Am 13. Jänner könnte das Urteil zum sexuellen Übergriff in Kaiserau gesprochen werden. Die Verteidigung setzt in ihrer Strategie auch auf einen möglichen Verfahrensfehler.

von Thomas Vikoler

Das hat es bisher nicht gegeben am Bozner Landesgericht – ein derartiger Medienauflauf wegen eines Falles von leichter sexueller Gewalt. Am Montagnachmittag ging – im Rahmen eines Schnellverfahrens – die bereits dritte Verhandlung zu einem Vorfall statt, der sich Ende Oktober im Bereich des Bahnhofs in Kaiserau ereignet haben soll.

Eine 14-jährige Boznerin wurde laut eigener Anzeige gegenüber der Polizei von einem Mann von hinten am Hals festgehalten und am Hintern begrapscht.

Eine Vergewaltigung im engeren Sinne, als welche sie in mehreren Medien dargestellt wurde, war das freilich nicht. Die Staatsanwaltschaft stuft den Vorfall, zu dem sie ein Schnellverfahren beantragte, als sexuelle Gewalt nach den Strafrechtsartikeln 609-bis und 609-ter ein.

Der mutmaßliche Täter, der 39-jähriger Pakistaner M.S., wurde festgenommen und sitzt weiter im Bozner Gefängnis in Untersuchungshaft. Er erinnert sich laut Aussage gegenüber seinem Anwalt Nicola Nettis an nichts.

Bei der Verhandlung am Montag vergangener Woche hatte Nettis für seinen Mandanten ein verkürztes Verfahren beantragt. Bei der gestrigen, bereits dritten Verhandlung bestätigte das Gericht unter Vorsitz von Walter Pelino diesen Verfahrensweg und vertagte auf den 13. Jänner, 14.30 Uhr.

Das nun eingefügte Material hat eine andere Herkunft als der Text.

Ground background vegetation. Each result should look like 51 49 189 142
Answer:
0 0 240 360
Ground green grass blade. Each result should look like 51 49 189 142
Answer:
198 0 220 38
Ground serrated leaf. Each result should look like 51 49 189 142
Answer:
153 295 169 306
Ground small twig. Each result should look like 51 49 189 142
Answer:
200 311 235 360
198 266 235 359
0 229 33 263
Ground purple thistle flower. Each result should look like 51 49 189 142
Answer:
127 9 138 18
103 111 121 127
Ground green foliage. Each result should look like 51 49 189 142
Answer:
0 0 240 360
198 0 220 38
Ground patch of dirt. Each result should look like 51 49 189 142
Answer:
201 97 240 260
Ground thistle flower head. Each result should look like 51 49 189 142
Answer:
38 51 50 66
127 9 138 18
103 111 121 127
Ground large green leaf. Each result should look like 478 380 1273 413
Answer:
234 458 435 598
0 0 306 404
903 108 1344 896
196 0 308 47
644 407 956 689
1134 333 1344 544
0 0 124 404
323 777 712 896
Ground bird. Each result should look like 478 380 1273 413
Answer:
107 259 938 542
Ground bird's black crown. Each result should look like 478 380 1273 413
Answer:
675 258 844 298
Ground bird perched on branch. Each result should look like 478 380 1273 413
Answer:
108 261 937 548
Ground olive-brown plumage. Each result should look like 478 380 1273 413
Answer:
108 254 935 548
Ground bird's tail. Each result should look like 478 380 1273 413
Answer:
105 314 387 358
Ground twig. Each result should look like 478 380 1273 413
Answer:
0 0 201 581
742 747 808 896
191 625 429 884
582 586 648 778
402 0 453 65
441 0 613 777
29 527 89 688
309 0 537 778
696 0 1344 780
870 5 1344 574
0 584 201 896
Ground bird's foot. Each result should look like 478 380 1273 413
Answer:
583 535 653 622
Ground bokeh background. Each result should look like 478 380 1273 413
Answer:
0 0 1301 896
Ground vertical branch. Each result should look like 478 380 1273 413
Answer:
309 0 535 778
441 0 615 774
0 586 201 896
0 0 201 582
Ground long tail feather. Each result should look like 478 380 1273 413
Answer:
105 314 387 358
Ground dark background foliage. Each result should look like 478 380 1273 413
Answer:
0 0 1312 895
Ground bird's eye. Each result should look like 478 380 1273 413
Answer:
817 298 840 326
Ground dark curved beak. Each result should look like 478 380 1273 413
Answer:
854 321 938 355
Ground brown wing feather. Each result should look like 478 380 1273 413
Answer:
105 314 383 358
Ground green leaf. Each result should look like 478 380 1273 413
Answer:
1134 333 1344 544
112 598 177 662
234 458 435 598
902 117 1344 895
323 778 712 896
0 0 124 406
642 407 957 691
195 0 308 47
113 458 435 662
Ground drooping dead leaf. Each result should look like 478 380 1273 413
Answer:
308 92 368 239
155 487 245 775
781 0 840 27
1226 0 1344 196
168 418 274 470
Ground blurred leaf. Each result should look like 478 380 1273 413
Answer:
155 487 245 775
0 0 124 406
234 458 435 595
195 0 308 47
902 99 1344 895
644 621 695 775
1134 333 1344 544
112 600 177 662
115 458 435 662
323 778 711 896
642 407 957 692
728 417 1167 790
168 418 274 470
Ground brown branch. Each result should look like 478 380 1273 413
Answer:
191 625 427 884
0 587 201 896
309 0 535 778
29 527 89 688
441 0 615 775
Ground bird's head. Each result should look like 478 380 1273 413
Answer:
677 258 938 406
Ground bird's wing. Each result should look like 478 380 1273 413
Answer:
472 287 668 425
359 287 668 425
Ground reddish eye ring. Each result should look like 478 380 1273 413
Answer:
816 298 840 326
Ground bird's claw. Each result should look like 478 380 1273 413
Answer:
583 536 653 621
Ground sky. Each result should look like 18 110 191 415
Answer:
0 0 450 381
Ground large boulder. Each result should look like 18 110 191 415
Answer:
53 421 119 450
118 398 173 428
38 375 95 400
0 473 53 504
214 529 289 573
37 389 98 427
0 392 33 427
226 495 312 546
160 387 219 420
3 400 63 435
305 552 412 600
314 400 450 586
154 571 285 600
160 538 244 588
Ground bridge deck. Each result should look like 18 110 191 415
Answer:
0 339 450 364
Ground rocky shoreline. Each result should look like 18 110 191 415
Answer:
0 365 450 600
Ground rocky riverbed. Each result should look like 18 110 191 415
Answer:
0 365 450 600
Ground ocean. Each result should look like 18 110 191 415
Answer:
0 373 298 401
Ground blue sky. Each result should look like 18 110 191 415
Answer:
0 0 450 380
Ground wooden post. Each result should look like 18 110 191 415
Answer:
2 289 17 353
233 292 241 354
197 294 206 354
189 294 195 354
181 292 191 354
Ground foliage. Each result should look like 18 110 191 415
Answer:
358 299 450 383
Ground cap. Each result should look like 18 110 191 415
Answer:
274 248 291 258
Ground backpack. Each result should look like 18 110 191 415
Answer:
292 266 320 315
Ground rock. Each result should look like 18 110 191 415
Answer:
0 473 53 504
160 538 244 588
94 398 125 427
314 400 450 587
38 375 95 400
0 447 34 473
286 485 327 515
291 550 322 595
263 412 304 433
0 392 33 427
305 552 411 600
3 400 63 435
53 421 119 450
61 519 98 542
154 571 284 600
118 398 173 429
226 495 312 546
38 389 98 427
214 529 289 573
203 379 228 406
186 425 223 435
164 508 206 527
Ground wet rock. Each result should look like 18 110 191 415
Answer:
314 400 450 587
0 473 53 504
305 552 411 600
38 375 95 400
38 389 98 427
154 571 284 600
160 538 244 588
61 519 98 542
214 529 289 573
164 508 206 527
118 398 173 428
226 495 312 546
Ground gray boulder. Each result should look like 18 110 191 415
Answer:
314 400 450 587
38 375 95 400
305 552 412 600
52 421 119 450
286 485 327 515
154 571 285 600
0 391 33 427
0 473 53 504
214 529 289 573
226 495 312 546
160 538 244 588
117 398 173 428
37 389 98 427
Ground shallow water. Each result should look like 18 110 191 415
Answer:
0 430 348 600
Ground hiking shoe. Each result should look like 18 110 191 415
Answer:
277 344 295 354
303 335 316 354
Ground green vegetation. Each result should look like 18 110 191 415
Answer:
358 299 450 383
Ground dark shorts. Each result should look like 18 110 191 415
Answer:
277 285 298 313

An jenem Tag könnte bereits das Urteil zu diesem Aufsehen erregenden Fall – es folgten übereilte politische Statements und eine Solidaritätsveranstaltung für die 14-Jährige – fallen.

Doch es gibt weiterhin einige offene Punkte, die zu einer erheblichen Verlängerung des Prozesses führen könnten. Da ist einmal der Umstand, dass bisher seitens des mutmaßlichen Opfers lediglich einige Zeilen aus der Strafanzeige gegen Unbekannt vorliegen. Die Verteidigung hat wohlweislich auf eine Einvernahme der jungen Frau als Bedingung für das verkürzte Verfahren verzichtet.

Denn offenbar wurden bei der Blitz-Ermittlung von Polizei und Staatsanwalt Bestimmungen zum seit 2019 geltenden Codice Rosso für Fälle von sexualisierter Gewalt verletzt. Dieser sieht vor, dass Opfer innerhalb von drei Tagen ab Anzeigerstattung vom Staatsanwalt angehört werden müssen (was im konkreten Fall nicht passiert ist).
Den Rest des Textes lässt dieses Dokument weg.